GRAYSON, Ky. (NBC NEWS) – A federal judge ruled Tuesday that a Kentucky clerk who has refused to issue marriage licenses to same-sex couples may leave jail, but her lawyer says she’ll continue blocking licenses when she returns to work.
That sets up another legal confrontation on a case that is becoming a case study on the continued resistance to a U.S. Supreme Court ruling that legalized gay marriage.
U.S. District Judge David Bunning ordered Rowan County Clerk Kim Davis released with the caveat that if she interfered with the deputies who have been issuing the licenses to same-sex couples, “appropriate sanctions will be considered.”
That seems likely, since Davis told Bunning on Thursday, just before he had her jailed, that she would not allow any same sex marriage licenses to be issued from her office, even if she wasn’t the one signing them. That’s because all licenses issued by her office are, legally, authorized by her.
Davis said she could not abide that.
“Nothing has been resolved,” Davis’ lawyer, Mat Staver, told NBC News soon after Bunning ordered her released.
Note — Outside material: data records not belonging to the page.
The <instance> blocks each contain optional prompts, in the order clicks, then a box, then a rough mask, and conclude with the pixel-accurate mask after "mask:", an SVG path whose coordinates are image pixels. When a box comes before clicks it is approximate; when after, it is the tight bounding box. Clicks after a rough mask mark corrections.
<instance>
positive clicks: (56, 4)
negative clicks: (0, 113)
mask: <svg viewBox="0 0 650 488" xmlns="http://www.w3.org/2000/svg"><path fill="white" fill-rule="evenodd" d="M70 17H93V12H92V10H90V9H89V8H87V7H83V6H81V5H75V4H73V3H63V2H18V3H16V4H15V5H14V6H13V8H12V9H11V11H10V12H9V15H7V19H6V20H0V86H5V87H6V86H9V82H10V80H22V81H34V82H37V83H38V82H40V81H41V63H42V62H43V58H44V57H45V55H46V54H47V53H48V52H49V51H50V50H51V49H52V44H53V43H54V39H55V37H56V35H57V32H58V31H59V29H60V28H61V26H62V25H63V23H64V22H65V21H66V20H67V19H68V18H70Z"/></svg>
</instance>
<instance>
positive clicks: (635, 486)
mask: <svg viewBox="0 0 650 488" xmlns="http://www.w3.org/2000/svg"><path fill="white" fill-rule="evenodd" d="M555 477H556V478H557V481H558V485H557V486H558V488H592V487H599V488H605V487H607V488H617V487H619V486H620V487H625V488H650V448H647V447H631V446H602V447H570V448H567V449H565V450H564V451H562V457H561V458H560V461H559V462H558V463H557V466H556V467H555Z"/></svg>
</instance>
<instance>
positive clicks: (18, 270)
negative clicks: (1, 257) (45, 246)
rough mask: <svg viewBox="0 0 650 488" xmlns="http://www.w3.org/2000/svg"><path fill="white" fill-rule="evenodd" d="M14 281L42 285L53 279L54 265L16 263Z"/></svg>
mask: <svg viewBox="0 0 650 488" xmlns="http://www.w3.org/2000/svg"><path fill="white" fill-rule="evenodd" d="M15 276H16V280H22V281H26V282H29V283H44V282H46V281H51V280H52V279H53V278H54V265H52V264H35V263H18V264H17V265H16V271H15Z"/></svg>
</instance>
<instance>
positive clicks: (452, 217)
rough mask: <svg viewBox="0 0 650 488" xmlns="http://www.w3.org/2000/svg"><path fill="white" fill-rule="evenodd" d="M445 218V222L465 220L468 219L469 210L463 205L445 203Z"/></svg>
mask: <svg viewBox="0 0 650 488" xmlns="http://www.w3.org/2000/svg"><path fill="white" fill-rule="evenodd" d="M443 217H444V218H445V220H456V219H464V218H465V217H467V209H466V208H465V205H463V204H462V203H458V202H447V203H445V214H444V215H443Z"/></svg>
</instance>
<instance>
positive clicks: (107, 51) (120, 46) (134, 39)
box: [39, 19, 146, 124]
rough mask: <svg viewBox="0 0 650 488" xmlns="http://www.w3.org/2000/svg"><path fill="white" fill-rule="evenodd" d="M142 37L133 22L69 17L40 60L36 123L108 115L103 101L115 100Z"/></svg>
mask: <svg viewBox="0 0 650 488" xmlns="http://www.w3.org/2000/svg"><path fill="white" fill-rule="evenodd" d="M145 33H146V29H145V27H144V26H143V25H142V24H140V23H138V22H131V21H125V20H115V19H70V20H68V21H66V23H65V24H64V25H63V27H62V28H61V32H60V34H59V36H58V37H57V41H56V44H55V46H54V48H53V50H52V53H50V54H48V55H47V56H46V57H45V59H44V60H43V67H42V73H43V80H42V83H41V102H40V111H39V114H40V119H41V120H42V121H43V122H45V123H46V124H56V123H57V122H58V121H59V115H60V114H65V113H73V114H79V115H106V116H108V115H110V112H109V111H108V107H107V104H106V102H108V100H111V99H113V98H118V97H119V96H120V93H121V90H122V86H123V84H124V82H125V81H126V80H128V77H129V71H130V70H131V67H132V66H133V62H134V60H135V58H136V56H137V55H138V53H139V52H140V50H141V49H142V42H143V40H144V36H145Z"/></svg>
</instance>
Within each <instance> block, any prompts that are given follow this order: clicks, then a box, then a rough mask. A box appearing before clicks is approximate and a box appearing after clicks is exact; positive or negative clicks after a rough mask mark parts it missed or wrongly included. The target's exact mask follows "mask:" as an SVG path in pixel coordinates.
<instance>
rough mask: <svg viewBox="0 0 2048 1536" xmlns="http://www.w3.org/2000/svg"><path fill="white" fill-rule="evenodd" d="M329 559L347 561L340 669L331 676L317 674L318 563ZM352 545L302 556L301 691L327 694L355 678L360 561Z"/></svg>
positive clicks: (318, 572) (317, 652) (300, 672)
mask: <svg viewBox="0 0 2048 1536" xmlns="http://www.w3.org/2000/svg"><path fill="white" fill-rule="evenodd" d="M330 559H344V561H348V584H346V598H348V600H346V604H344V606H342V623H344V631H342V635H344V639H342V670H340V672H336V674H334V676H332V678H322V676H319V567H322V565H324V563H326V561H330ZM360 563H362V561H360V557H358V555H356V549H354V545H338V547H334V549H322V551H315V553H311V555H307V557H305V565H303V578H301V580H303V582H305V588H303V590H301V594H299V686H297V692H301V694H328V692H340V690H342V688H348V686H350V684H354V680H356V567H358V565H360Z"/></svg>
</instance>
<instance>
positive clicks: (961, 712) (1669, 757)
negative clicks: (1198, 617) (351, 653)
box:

“She told the court Thursday that she can’t allow licenses to go out under her name and her authority that authorize a marriage that collides with her conscience and religious conviction, and Kim is not changed on that position,” Staver said
Davis, 49, has repeatedly defied the courts, saying that authorizing the licenses would violate her Christian beliefs. Arguing that her religious freedom is being compromised, she has asked state officials to develop alternative ways for the licenses to be issued without requiring her to authorize them.
Since her jailing, Christian supporters have rallied outside the Carter County Detention Center daily.
Bunning’s order also requires the five deputy clerks in Rowan County to file status reports every 14 days detailing their compliance with his earlier orders that the office issue licenses to same-sex couples in accordance with the Supreme Court’s June ruling.
Two other clerks in Kentucky — Casey Davis in Casey County, and Kay Schwartz in Whitley County — are also refusing to issue marriage license to same-sex couples based on the same religious-freedom argument. They have not been subject to any legal challenges, and so have not been threatened with jail.
Staver pointed out that Davis’ release also does nothing to address the issues in those other counties.
“Other clerks are going to have the same problem. They already do,” Staver said. “They just haven’t been targeted yet with jail time.”